What if I owned some land or property and decided to build or develop without the planning permission? If I do, the law comes into play. I may apply for retrospective planning permission. If I don’t achieve that, then I can be forced to take down what I have built. That is exactly what has happened in this instance. For ten years, the neighbouring residents have fought a battle against this illegal occupation. It’s not a strong enough argument to say that there is a legal site next door and therefore the illegal part is ok. In the same way that it’s not acceptable to say a house on the edge of a village would or should allow someone to build on a site next door that is farmland.

We live on an island. There is limited space and we have to have planning rules to maintain the balance. The balance between housing, municipal buildings, transport, general infrastructure and green space.

That some people are prepared to argue that the clearing of Dale Farm is in some way ethnic cleansing is as wrong as it is obnoxious. The density of occupation, how the land is used and the activities on the land are what existing residents object to. We have to look at the situation from the perspective of all those involved. In addition to that, green belt land is something we must treat with great care. That’s not to say it can never be built on or developed but, quite rightly, the conditions and presumption against development are stronger.

In my view it’s time we put a stop to rent-a-mob protestors. In the same way that flying pickets were objectionable in the 1980’s, so are those who jump on every bandwagon going.
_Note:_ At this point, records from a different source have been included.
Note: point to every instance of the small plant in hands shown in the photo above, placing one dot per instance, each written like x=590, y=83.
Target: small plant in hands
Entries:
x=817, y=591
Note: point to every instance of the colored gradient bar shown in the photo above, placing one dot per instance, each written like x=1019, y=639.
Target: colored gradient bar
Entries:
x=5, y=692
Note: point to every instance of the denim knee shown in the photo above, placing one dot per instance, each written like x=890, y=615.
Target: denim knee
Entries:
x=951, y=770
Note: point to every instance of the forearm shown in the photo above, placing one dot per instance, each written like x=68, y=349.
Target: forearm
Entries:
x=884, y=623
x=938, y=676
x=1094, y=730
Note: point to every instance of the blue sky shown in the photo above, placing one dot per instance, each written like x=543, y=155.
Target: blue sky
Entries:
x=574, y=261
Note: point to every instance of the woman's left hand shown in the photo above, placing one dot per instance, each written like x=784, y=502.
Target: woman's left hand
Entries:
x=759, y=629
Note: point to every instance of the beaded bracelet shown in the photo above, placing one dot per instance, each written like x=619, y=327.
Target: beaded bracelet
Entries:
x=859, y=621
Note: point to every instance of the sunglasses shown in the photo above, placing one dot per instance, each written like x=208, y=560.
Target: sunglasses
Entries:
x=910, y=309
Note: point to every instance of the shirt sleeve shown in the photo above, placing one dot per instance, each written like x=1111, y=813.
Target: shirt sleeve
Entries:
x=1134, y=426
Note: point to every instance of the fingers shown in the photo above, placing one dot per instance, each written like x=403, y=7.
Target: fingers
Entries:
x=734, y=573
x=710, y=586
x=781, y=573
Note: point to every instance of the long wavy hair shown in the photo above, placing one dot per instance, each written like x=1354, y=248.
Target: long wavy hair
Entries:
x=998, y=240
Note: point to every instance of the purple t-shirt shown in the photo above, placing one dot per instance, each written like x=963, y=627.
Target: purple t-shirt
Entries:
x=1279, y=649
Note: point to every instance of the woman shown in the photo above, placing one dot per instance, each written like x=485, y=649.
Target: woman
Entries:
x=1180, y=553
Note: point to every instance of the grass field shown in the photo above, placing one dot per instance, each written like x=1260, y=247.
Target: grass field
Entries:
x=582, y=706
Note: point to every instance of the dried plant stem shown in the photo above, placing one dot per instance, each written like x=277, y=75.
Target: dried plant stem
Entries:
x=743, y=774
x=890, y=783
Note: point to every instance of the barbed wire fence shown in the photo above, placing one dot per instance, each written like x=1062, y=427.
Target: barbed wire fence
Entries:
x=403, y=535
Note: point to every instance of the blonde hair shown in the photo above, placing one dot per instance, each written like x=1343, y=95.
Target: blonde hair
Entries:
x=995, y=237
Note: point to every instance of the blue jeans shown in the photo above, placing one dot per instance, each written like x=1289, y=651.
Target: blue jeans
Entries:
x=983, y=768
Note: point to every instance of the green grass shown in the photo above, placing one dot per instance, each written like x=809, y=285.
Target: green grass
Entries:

It has cost the taxpayer millions and tested the law and legal system.

Of course there needs to be a general consideration as to where travellers may be able to apply for permission but simply owning land and plonking what you want on it is not the answer. By all means let’s have a review of the planning system to ensure that every council can and should designate land for traveller sites, if needs be. However the law was broken and it is absolutely right that the site is cleared. My personal view is that the rent-a-mob protestors should end up with the bill and perhaps they might be deterred from this kind of costly, abrasive and violent protest in the future.

This particular protest has raised important planning questions. It has also raised the tensions of accommodating those who live in an area and those who seek to move to or develop. NIMBY (Not In My Back Yard) behaviour is rife in the UK. There is too much of an objection to any kind of development by many. That’s not right either but I hope that our planning system, post reform, will be easier to navigate and at the very least reduce the amount of time and resources that are wasted on both sides.

As it stands, the law is simple. If you don’t have planning permission you can be evicted and a site can be cleared. That is what has happened at Dale Farm and bravo to Basildon Council for seeing this through.